Google AJAX Search APIs - pointers?

Status
Not open for further replies.

BrooklynBlue

New member
Dec 14, 2007
321
4
0
I'm not much of a coder, but savvy enough to whip up crude tools here and there when I need them.

Right now, I've got the innards of something in place that hits up Google's search APIs from server-side.

Everything looks to be working well, now it's just a matter of glueing it all together, plugging it into wordpress, and pushing the automate button.

I don't have much practice with scraping/auto-posting with my own tools, particularly from the big G, so I'm curious what stumbling blocks I should anticipate or safeguards I should put in place - particularly in terms of getting banned/blacklisted. I don't have any throwaway shell accounts to work with right now, so I'd like to have some sense of thresholds to honor up front.

Words of advice ?
 


Well I know you have to have two things to use the search API
1) A website
2) An api key associated with that website.

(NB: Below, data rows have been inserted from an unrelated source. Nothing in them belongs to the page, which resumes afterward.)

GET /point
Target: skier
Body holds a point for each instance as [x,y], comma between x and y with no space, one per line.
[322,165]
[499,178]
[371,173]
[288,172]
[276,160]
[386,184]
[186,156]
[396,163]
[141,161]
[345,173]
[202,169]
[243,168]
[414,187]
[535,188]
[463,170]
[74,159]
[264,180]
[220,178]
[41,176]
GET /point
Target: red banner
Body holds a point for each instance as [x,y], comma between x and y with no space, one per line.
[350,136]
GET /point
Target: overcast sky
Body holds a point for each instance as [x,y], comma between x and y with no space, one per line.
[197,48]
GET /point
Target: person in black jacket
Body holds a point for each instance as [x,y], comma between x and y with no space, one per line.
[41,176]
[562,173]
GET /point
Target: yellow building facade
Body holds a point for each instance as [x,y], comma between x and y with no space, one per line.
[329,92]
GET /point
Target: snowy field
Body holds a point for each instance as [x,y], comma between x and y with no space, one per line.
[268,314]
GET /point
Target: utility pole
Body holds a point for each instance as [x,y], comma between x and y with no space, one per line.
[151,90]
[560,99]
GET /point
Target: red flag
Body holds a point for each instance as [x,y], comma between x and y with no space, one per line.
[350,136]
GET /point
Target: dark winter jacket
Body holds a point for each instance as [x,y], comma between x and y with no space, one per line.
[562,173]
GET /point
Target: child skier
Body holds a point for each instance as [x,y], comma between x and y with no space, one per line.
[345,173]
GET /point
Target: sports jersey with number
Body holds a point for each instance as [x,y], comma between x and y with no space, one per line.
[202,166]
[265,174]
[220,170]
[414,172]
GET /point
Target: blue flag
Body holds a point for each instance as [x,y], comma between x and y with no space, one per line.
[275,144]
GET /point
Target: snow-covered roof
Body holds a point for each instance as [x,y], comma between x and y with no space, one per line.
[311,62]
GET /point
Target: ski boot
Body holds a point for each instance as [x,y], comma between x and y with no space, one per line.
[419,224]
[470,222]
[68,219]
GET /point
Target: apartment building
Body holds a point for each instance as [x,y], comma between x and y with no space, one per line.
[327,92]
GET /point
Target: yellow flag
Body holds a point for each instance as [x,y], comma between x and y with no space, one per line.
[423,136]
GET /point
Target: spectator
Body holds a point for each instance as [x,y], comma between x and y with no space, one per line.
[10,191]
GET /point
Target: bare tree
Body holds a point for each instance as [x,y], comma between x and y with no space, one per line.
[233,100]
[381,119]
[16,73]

If for whatever reason google notices your api key is doing some heavy searches and is suspected of scraping you may get the api key revoked and the project no longer works. And you'd need a new API key for each domain the service will be accessed from. (it won't work without an api key)

So I guess the only thing I can think of, is to cache your results, and don't do them too often.
 
At least on the Search services and Translate, the API key is optional. I can run simple command-line queries using curl no problem. Adwords however does require the key.
 
Any particular reason you're using their ajax api instead of just scraping the serps? If you're actually trying to get the data that google returns, you might have an easier time just doing a regular scrape.

Either way, you'll want to do everything you can to avoid leaving a "signature" that can be tracked to you.

-Don't query too often - sleep() for a variable amount of time between calls if you're doing it frequently.
-Don't use the same search terms - have a random query list and randomly pick some of them to hide what you're doing.
-If you do use the api, try and get a few more keys. Randomize key use.
Switch up your user-agent every call.
-If you're going heavy duty, find some proxies and make the call come from different ips. When I would scrape the adwords tool or overture, I used tor and privoxy and every call it would route it through there so it looked like it always came from a unique IP. This is very slow though.

The gist of it is figure out what data you pass onto G when you request data, and change as much of it as you can.
 
Status
Not open for further replies.